Another method we can use to convert numbers from one base to another is using what is known as the division method. In the division method, we divide a decimal number by the value of the base as many times as possible until it equals 0. At each division, we note the remainder which will become the value of the digit in the new base representation.

For example, let’s convert the decimal number 536 to binary. As mentioned before, we will divide 536 as many times as needed (keeping track of the remainders) until we hit 0. From there, we will use those remainders, which will all be 0 or 1 since we are dividing by 2, to create our new binary number.

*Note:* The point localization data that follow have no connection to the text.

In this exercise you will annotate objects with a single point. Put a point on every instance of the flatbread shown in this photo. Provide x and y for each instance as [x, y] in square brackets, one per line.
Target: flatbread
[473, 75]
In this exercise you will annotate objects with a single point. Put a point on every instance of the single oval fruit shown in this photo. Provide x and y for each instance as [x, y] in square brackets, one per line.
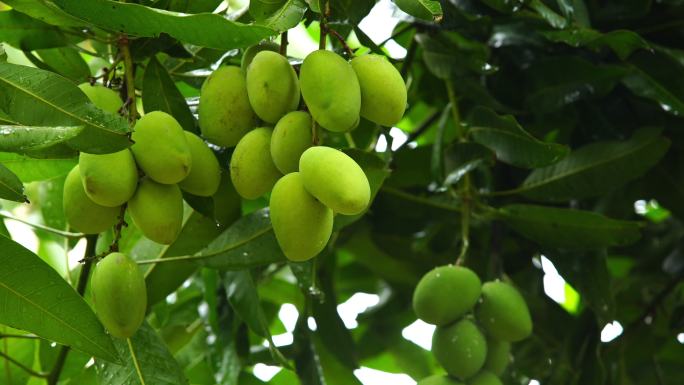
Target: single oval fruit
[161, 149]
[291, 137]
[251, 168]
[383, 91]
[503, 312]
[205, 174]
[331, 90]
[335, 179]
[80, 211]
[157, 210]
[109, 179]
[225, 114]
[460, 348]
[272, 86]
[445, 294]
[119, 294]
[302, 225]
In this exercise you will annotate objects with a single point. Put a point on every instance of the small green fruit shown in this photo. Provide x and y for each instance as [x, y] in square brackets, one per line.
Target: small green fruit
[383, 91]
[503, 312]
[81, 212]
[161, 149]
[291, 137]
[205, 174]
[460, 348]
[119, 294]
[157, 210]
[445, 294]
[335, 179]
[302, 225]
[251, 168]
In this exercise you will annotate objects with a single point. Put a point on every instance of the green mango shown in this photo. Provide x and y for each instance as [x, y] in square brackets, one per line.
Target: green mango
[161, 149]
[225, 114]
[272, 86]
[119, 294]
[335, 179]
[445, 294]
[331, 91]
[81, 212]
[205, 174]
[460, 348]
[251, 168]
[157, 210]
[291, 137]
[302, 225]
[383, 91]
[503, 312]
[109, 179]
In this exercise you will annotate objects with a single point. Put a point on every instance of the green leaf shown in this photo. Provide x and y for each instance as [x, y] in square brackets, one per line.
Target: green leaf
[36, 299]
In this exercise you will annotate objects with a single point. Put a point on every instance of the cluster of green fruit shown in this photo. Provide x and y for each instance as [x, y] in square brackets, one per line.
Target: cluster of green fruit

Division by 2 | Remainder |
---|---|

536 / 2 = 268 | 0 |

268 / 2 = 134 | 0 |

134 / 2 = 67 | 0 |

67 / 2 = 33 | 1 |

33 / 2 = 16 | 1 |

16 / 2 = 8 | 0 |

8 / 2 = 4 | 0 |

4 / 2 = 2 | 0 |

2 / 2 = 1 | 0 |

1 / 2 = 0 | 1 |

Now we can construct our binary number using the remainder values (from bottom to top in our table) as *0b1000011000*.

### Instructions

**1.**

What is decimal 227 in binary?

Assign the value to `checkpoint_1`

in the code editor. Remember to include any necessary prefix.

**2.**

What is decimal 184 in binary?

Assign the value to `checkpoint_2`

in the code editor. Remember to include any necessary prefix.

**3.**

What is decimal 31 in binary?

Assign the value to `checkpoint_3`

in the code editor. Remember to include any necessary prefix.